The United States of America is facing a very real crisis. Veteran suicide. It has been said that 22 veterans commit suicide every day in our country. Some people think that number is higher than 22. Others think that it is lower. Charlie 22 Outdoors believes that 1 a day is too many.
Our mission is clear: To provide outdoor activities to our nation’s veterans, and their families, with the goal of showing them there is hope, love, and a personal meaning in God’s grace. The PTSD and demons they face are very real. Unfortunately, far too many are succumbing to the battle with those. We provide our events free of charge to those we serve. We cover all expenses including travel, lodging, meals, tags, licenses, etc. Charlie 22 Outdoors was founded, as a result of our passion, to “Serve those who have already Served.” We are a 501(c)3 non-profit organization based out of Webb City, Missouri.

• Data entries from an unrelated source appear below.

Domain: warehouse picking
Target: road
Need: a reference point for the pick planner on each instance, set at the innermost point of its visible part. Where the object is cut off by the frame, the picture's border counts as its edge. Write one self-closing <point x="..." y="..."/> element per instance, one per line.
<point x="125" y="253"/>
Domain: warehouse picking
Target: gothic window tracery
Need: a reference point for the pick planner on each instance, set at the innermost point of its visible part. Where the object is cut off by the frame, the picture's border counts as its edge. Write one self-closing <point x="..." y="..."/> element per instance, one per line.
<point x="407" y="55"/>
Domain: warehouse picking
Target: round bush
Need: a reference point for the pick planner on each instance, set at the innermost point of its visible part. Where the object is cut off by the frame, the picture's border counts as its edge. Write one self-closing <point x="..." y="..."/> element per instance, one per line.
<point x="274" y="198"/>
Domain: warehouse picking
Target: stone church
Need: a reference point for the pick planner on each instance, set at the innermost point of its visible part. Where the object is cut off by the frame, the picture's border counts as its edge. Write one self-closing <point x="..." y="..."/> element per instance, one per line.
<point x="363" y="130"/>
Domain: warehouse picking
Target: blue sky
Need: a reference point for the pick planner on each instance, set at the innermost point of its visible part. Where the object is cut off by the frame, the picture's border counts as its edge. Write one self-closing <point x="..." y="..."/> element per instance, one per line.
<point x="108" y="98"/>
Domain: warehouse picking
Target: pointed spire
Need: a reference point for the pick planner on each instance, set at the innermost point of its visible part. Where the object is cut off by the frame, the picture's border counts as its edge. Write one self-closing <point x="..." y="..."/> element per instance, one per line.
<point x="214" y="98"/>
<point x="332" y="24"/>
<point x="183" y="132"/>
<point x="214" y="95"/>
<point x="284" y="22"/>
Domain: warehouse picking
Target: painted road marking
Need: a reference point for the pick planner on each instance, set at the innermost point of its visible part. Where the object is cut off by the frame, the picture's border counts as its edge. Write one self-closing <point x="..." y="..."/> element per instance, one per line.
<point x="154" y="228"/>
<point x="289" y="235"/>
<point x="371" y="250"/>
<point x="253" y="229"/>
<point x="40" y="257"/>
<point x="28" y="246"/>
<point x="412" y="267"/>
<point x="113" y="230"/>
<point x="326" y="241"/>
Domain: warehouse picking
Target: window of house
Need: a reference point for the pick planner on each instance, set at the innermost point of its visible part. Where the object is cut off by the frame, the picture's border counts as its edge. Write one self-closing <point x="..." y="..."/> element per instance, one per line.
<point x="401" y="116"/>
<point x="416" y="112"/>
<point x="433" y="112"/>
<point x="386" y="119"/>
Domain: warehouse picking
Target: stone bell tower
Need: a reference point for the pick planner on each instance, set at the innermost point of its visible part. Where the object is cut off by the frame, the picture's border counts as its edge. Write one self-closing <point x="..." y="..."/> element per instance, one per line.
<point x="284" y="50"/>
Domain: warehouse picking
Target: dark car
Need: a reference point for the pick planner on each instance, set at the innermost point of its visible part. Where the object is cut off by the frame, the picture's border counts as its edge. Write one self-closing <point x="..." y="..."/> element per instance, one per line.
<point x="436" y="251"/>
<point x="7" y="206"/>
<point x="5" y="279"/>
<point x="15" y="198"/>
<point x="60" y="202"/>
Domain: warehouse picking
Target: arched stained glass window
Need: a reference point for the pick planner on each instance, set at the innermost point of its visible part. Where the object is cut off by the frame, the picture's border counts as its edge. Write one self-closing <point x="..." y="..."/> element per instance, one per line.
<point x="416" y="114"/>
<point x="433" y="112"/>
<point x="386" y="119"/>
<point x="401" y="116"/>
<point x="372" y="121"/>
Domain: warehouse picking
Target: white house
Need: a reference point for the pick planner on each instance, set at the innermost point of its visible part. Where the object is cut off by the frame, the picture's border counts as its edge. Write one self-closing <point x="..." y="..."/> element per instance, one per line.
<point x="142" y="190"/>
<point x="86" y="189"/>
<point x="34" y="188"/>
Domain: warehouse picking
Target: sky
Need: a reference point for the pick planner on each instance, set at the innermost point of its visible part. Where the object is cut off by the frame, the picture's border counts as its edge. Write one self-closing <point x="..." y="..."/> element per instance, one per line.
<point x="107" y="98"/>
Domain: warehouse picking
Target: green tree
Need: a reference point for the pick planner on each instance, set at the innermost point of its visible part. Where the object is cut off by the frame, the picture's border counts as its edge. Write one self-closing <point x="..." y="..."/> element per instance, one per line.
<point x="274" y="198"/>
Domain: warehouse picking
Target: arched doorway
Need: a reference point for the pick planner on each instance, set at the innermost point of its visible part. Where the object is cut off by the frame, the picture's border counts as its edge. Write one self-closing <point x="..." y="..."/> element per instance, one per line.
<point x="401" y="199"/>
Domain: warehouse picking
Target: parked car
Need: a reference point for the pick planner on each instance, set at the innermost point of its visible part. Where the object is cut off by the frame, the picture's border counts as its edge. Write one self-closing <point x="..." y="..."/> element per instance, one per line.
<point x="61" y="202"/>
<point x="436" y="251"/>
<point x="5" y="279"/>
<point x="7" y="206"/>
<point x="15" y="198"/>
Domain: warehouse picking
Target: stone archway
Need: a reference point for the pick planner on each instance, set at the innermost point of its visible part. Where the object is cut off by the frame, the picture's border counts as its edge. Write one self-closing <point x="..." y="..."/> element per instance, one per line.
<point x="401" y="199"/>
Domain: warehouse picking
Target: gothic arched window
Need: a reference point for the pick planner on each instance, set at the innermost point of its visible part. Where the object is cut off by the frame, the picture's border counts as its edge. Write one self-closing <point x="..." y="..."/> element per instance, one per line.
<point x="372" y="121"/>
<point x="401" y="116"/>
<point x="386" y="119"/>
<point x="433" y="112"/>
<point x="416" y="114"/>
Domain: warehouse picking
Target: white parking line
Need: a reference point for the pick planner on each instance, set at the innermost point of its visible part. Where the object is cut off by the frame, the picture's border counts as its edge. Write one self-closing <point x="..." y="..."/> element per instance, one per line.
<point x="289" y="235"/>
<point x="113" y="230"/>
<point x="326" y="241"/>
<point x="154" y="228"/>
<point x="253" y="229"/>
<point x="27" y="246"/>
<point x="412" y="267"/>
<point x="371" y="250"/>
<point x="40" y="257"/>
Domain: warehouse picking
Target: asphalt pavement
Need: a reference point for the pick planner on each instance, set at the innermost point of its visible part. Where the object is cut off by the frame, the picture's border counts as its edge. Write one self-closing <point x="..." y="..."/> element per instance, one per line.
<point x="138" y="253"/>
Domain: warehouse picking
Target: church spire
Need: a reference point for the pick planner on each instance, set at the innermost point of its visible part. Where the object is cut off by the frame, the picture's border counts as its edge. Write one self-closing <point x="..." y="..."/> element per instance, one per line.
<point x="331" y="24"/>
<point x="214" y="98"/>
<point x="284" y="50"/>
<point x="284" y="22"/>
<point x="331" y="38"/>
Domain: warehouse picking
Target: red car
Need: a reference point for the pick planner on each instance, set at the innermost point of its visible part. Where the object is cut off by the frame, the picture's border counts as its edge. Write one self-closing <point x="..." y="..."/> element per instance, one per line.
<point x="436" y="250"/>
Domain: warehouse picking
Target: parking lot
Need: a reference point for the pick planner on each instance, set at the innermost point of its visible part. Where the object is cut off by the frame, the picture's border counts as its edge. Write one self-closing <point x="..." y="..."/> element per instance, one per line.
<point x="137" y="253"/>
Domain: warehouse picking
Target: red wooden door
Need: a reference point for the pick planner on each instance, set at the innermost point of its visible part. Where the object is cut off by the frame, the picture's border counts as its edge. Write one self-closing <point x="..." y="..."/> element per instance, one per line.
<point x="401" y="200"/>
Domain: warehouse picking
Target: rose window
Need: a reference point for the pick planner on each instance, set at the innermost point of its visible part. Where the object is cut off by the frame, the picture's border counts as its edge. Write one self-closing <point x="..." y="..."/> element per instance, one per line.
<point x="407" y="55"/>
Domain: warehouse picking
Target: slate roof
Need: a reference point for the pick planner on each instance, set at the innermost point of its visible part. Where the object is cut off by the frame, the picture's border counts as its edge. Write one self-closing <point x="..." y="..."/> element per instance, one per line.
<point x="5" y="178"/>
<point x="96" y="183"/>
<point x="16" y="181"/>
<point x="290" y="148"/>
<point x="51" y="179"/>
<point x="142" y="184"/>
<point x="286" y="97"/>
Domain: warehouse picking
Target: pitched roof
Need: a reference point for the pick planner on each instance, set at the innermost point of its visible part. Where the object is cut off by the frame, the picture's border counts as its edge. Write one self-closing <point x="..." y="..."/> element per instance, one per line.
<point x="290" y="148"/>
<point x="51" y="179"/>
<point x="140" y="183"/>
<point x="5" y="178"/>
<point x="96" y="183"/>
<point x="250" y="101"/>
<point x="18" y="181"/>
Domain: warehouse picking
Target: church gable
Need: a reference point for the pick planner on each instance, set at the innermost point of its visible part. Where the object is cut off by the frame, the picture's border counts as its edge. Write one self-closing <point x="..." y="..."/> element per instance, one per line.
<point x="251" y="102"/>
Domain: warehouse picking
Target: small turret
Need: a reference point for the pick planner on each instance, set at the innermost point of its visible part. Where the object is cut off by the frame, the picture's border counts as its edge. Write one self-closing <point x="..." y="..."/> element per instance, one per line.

The battle against veteran suicide takes the full effort of a family. We would love for you to join us in this battle. Even if you decide not to, we ask that you still consider praying for us. That is the most important part of the battle.
The name Charlie 22 Outdoors comes from a couple of places. First, and most importantly, we are combating the 22 suicides a day. Secondly, it comes from one of our founder’s background. Scotty Rae Hettinger was raised in a military family. His father, Sergeant First Class (SFC) Jess Webster Hettinger III, was a soldier. He enlisted in 1970, and went through basic training at Ft Knox, Kentucky. His AIT was Ft Leonard Wood, Missouri, where he became a Combat Engineer. From there, he was stationed at Dexheim, Germany, from 1971 to 1972. After returning stateside, SFC Hettinger joined the Michigan National guard until 1975. It was then that he re-enlisted, and was stationed at Ft Hood, Texas. In 1976, he was sent to Darmstadt, Germany, and returned to Ft Leonard Wood in 1979. Here he was a drill instructor at Charlie Company – 2nd Battalion – 2nd Brigade (Charlie 22). In 1983, he was sent to Ft Carson, Colorado. SFC Hettinger developed leukemia, and was retired on the Temporary Retirement List until his health could be resolved. Unfortunately, his health deteriorated, and he passed away in 1986. During his time in service, he was a demolition expert, and attended the engineering academy three times at Ft Belvoir, Virginia. SFC Hettinger was fully retired as an E7. He was awarded the National Defense Service Medal, the Drill Sergeants ID Badge, the Army Service Ribbon, the Overseas Service Ribbon, NCO Professional Development 3 Times, the Army Commendation Medal, and the Meritorious Service Medal.